There are different options for loading arbitrary stations from a dataset (see section 3.2. Accessing and loading station data). In this case we are interested in loading just one single station, located in San Sebastian and called "Igueldo". The easiest approach is to provide an (approximated) coordinate to San Sebastian (-2.03N, 43.30N), and the function will return the closest station to the given point. Alternatively, it is also possible to retrieve the station from its code (safer in case there are other stations in the proximity that may be confounded):

obs <- loadStationData(dataset = value, 
                                 var = "precip", 
                                 stationID = "000234", 
                                 season=c(12,1,2), 
                                 years = 1991:2000)

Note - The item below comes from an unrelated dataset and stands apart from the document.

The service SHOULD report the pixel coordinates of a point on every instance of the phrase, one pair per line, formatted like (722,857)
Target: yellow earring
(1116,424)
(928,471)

There is an R-object equivalent to the loading example shown (type help(VALUE\_Igueldo\_tp)), thus, the previous steps can be skiped:

data(VALUE_Igueldo_tp)
obs <- VALUE_Igueldo_tp

####Model data

In this example, the NCEP reanalysis data will be used, that can be accessed and loaded remotely through the ECOMS User Data Gateway (ECOMS-UDG) with loadECOMS function from package ecomsUDG.Racess or, as in this case, accessing the netcdf files remotely with downscaleR through the corresponding ncml file (see section 1.1. Accessing and loading grid data). However, in this case, we are going to use a subdomain of the NCEP dataset encompassing the period 1961-2010 for the Iberian Peninsula, which is available in a tar.gz file for download:

download.file("http://meteo.unican.es/work/downscaler/data/Iberia_NCEP.tar.gz", 
              destfile = "mydirectory/Iberia_NCEP.tar.gz")
# Extract files
untar("mydirectory/Iberia_NCEP.tar.gz", exdir = "mydirectory")
# Define the path to the ncml file
ncep <- "mydirectory/Iberia_NCEP.ncml"
dir <- "/home/maialen/WORK/LOCAL/downscaler_wiki/"
ncep <- (paste(dir, "data/datasets/Iberia_NCEP/Iberia_NCEP.ncml", sep=""))

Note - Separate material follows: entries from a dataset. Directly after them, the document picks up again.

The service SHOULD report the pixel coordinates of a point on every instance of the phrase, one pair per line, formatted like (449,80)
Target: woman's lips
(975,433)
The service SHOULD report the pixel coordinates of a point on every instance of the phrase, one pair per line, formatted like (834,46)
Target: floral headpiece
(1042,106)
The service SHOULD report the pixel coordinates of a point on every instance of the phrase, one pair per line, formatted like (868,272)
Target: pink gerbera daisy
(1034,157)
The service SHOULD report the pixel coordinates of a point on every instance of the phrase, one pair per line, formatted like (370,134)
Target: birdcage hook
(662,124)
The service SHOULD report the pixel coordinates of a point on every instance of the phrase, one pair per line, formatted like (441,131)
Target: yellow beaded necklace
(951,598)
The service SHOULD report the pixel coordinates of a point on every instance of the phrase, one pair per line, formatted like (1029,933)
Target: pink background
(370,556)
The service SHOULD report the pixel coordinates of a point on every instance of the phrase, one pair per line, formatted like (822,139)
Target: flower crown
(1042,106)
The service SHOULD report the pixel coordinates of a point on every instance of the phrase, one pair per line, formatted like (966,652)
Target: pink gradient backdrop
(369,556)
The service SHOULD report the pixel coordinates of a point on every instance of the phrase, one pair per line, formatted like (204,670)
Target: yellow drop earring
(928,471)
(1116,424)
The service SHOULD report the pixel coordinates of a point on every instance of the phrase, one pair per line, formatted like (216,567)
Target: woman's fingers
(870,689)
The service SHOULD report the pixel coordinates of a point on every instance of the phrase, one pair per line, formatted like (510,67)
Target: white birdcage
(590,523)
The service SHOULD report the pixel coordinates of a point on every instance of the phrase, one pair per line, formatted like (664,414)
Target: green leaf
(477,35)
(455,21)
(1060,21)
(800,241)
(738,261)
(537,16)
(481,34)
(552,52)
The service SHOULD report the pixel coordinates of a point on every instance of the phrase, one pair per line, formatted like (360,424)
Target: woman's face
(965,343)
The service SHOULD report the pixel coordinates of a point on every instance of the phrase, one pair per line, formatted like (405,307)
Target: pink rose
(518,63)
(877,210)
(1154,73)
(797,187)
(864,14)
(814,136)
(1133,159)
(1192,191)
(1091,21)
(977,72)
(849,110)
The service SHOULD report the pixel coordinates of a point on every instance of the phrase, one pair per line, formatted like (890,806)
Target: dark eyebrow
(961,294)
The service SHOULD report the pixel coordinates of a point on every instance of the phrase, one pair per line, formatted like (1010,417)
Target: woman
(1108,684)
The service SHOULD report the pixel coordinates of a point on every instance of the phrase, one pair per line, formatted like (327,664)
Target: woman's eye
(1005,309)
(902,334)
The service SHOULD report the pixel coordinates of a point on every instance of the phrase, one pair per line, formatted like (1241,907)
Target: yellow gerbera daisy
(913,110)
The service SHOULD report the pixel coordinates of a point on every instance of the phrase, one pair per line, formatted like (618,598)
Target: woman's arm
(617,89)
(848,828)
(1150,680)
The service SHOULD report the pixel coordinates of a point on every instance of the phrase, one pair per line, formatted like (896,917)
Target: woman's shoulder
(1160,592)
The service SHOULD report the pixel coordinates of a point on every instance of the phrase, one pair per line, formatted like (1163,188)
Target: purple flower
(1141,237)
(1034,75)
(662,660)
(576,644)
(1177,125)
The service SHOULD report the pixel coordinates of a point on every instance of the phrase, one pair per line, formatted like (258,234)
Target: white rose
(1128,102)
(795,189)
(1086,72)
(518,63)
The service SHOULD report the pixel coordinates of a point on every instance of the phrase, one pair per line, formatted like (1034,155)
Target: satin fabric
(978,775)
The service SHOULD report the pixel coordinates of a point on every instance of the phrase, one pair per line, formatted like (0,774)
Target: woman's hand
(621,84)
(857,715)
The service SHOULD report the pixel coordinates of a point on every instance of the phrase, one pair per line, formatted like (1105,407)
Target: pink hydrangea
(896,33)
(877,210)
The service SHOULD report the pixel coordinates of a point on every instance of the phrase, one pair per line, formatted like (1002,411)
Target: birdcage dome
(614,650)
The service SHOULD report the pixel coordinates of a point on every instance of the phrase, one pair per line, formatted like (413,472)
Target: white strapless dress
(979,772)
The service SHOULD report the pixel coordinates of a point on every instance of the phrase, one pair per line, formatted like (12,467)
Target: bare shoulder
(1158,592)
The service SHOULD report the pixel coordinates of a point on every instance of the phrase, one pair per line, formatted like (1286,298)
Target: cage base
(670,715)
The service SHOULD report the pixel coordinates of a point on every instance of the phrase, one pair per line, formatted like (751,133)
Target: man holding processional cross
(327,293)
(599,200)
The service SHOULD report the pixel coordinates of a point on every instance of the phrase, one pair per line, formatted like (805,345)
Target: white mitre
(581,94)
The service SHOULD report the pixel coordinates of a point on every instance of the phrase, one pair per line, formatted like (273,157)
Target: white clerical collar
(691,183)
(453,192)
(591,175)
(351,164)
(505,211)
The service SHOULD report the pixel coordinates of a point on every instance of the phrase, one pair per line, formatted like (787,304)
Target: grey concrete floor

The set of predictors (a.k.a. atmospheric pattern) P5 is next loaded for the training period. A single variable for a specific spatiotemporal domain is what we term a field in downscaleR terminology. In this case, for the same spatio-temporal domain we are loading two different variables, that can be merged together forming a multifield. A multifield can be loaded from a given dataset using the loadMultiField function, that takes care of regridding to ensure the spatial matching of the different input fields. (NOTE: it is also possible to load the different fields sepparately and then join them using the multifield constructor makeMultiField.

Next, We load the variables of the atmospheric pattern P5 (mean surface temperature and sea-level pressure) whose standard names are "tas" and "psl" respectively, as indicated in the vocabulary (see help("vocabulary") for details).

modeldata <- loadMultiField(ncep, vars = c("tas","psl"), 
                       lonLim = c(-10,5), 
                       latLim = c(34,44), 
                       season = c(12,1,2), 
                       years = 1991:2010)
# This is how the multifield looks like:
plotMeanField(modeldata)
Subsetting the model data in train and test data

In this example, we are using NCEP both for train and test, considering different time periods for each. Next we apply function subsetField to the multifield to extract the data corresponding to the train and test periods (1991-2000 and 2001-2010 respectively):

train <- subsetField(field = modeldata, years = 1991:2000)
test <- subsetField(field = modeldata, years = 2001:2010)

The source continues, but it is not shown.